Armed, masked law enforcement officers on Thursday raided a bank part-owned by Mikhail Prokhorov, a billionaire Russian magnate who is leading a political party into a December parliamentary election, officials and lawyers said. Â Read more after the jump.
The head of the International Finance Club bank, known by its Russian acronym MFK, said the evening raid on the bank’s office in central Moscow had nothing to do with Prokhorov’s Right Cause party or even with the bank’s operations.
“Investigative actions were conducted in relation to one of our borrowers. This has nothing to with Right Cause or Onexim,” the bank’s chief, Oksana Lifar, told Reuters by telephone. Onexim is Prokhorov’s investment vehicle.
But the raid raised eyebrows in a country where critics of the authorities face harassment and law enforcement officers are sometimes employed to put pressure on opponents in business disputes.
A lawyer for the bank, Dmitry Kharitonov, said he could not rule out a link to the party, which Prokhorov took charge of in June, making a controversial political debut ahead of the parliamentary vote and a March 2012 presidential election.
Several luxury cars drew up outside the bank on a busy boulevard near the Kremlin and law enforcement officers, some wearing masks and carrying guns, entered and ordered employees and clients not to leave, Kharitonov said.
“They put all the employees in one area and kept them there for an hour without explaining what was going on,” he told reporters. “After an hour, they said there were no claims against the bank, and no searches were carried out.”
Asked whether the raid could have been related to Prokhorov’s involvement in Right Cause, Kharitonov said, “I cannot rule it out.
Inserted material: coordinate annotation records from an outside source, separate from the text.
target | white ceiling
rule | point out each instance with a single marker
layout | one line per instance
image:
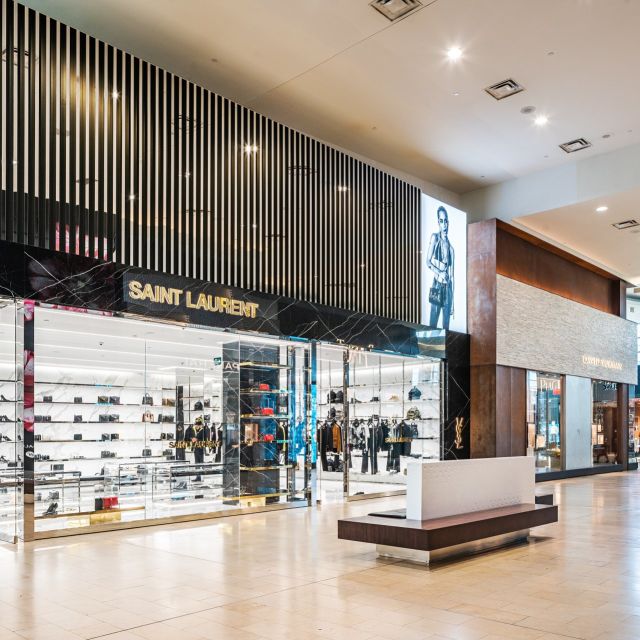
(592, 234)
(340, 71)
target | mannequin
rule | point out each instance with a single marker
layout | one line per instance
(196, 434)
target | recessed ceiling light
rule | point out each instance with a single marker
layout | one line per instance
(454, 54)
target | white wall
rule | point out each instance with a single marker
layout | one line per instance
(593, 177)
(577, 417)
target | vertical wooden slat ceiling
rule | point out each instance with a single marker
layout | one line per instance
(109, 156)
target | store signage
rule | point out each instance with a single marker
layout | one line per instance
(200, 444)
(443, 265)
(601, 362)
(459, 427)
(202, 301)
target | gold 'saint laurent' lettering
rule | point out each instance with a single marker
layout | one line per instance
(215, 304)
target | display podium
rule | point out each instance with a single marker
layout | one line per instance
(456, 507)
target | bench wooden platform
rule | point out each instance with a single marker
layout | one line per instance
(490, 525)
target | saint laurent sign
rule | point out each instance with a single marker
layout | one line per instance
(183, 297)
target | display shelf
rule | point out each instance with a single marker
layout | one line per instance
(76, 514)
(275, 466)
(263, 365)
(110, 458)
(262, 392)
(106, 404)
(93, 440)
(391, 384)
(98, 422)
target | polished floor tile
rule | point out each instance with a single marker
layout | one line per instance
(285, 574)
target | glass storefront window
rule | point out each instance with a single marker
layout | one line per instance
(391, 414)
(544, 419)
(604, 420)
(139, 420)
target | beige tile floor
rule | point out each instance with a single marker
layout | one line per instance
(285, 575)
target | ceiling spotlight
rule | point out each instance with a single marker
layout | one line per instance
(454, 54)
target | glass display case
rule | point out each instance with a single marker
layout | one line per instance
(135, 421)
(11, 395)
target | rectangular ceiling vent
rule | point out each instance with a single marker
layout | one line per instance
(504, 89)
(394, 9)
(626, 224)
(575, 145)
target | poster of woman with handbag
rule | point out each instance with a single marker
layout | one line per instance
(440, 261)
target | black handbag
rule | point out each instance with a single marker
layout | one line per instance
(436, 294)
(415, 393)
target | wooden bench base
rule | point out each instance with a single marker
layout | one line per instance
(431, 539)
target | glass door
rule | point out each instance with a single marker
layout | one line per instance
(544, 417)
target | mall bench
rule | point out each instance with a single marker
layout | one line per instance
(478, 530)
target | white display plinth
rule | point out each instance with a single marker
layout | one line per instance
(452, 487)
(449, 488)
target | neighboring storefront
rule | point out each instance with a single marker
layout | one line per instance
(131, 397)
(552, 356)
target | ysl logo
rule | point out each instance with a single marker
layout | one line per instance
(459, 427)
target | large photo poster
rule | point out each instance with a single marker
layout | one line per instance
(443, 265)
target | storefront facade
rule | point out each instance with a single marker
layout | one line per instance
(553, 352)
(131, 397)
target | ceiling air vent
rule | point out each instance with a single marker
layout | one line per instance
(575, 145)
(394, 9)
(626, 224)
(504, 89)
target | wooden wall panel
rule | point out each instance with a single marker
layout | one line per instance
(521, 259)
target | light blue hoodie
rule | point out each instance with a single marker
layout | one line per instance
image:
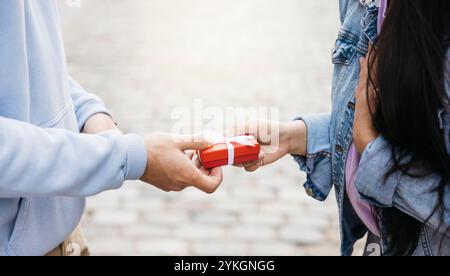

I don’t know, but I think nothing can be ruled out.”
Prokhorov, 46, who sold a one-quarter stake in mining giant Norilsk Nickel just before the 2008 financial crisis, was ranked by Forbes magazine this year as Russia’s third richest man, with an estimated $18 billion fortune.
Prokhorov, who owns the New Jersey Nets basketball team, is a founder of MFK bank and owns a 27.7 percent share, the largest of several part-owners including tycoons Viktor Vekselberg and Suleiman Kerimov.
Right Cause is one of a handful of parties challenging the dominance of Prime Minister Vladimir Putin’s United Russia Party, which holds a 315 of 450 seats in the State Duma, the lower parliament house.
However, many analysts say Prokhorov has the tacit approval of Putin, who may want to channel the votes of United Russia critics to a moderate alternative ahead of the presidential election, in which he has said he might run.